UK - Pension funds do not need to rule out equities in their quest for returns, but must step away from "benchmark-itis", says Hewitt Bacon & Woodrow.
Hewitt's Antony Ashton told conference delegates that hedge funds and other alternative class are not the only answer in the search for returns.
"But they must ditch traditional notions of risk and have the courage of facing a change," Ashton told the Pension Show.
Once pension fund managers find competent managers, they should not lightly sack them, on the basis of a bad year's performance.
"Benchmark-itis" or "index-hugging" constituted "a real problem,” he said, while getting long-term value from traditional active equity management is proving hard, Ashton said.
"Active managers are not always doing the job you think they ought to be doing," Ashton warned. He pointed out that in some cases active managers put emphasis on risk control rather than "investment merits".

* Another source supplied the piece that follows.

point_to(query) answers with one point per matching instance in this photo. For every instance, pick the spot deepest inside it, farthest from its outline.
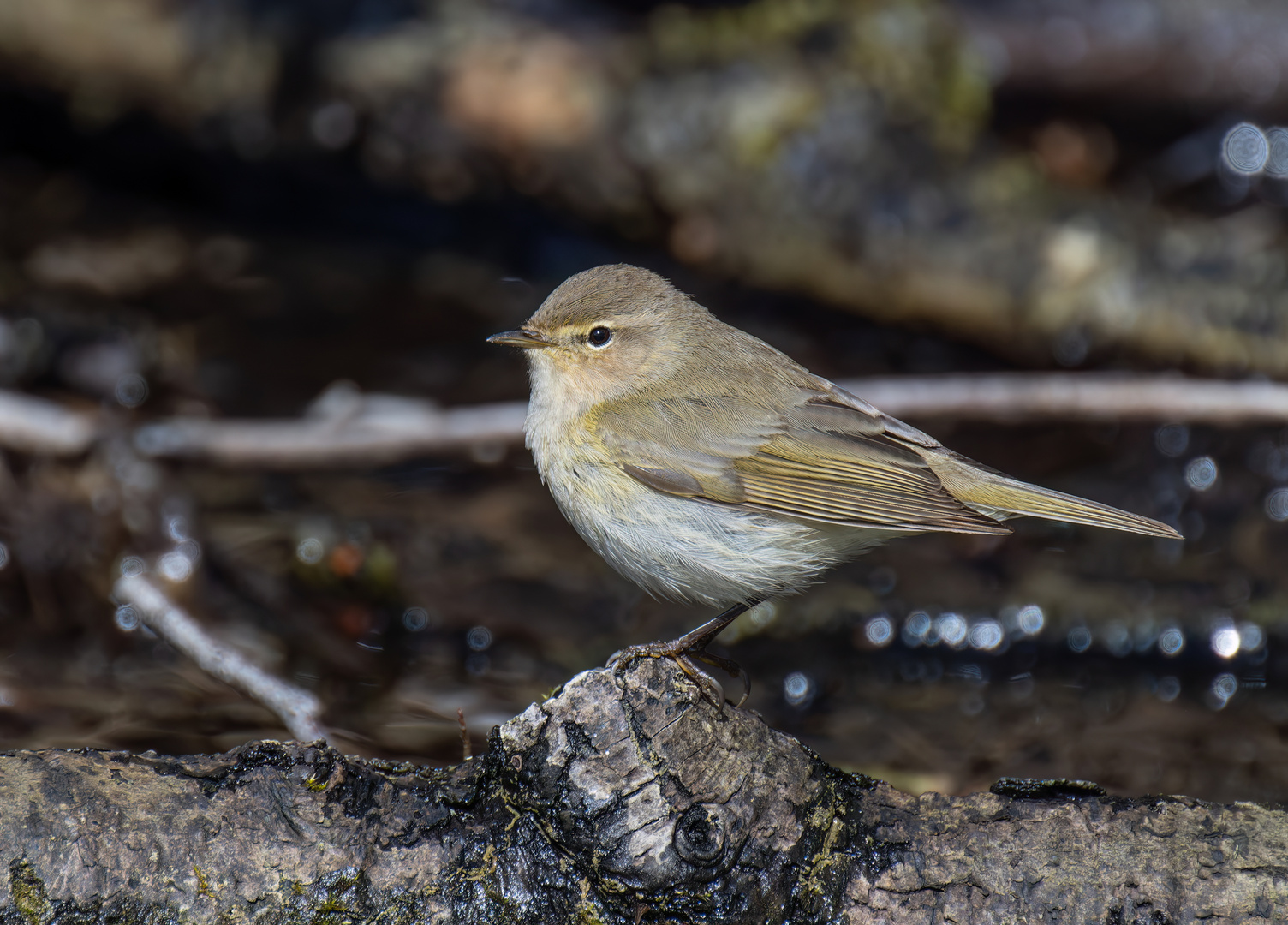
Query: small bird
(710, 468)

"It is their risks I am talking not your risks," he also said, citing the example of oil giant Shell. As the company undergoes changes and more listing will be transferred to the UK in the spring 2005, managers would be likely to double their weighting in Shell.
"Irrespective of whether they like it Shell or not, it is concentrating risks relative to the index rather than merits."
Ashton also addressed the issue of lack of diversification. In the UK he continued, half of the stock market is concentrated in 10 stocks and pension funds are no exception to this trend.
"Benchmark-itis" puts constraints on to managers increasing risks and actually reducing returns, Ashton said.
Index-tracking was "cheap and easy" but does not rule out risks, while "unconstrained equity approach offers higher return potential and with no more risk".
There was a “greater likelihood of achieving returns from active management if you free good managers from unnecessary constraints”.
The unconstrained approach, however, has a "scale problem" he said in the debate that followed his presentation.
"There is the capacity component, in this respect it is like in hedge funds, they close at a certain point, as they ought to do."
"We think it is a good thing, necessary to align the interests of managers to perform for existing clients."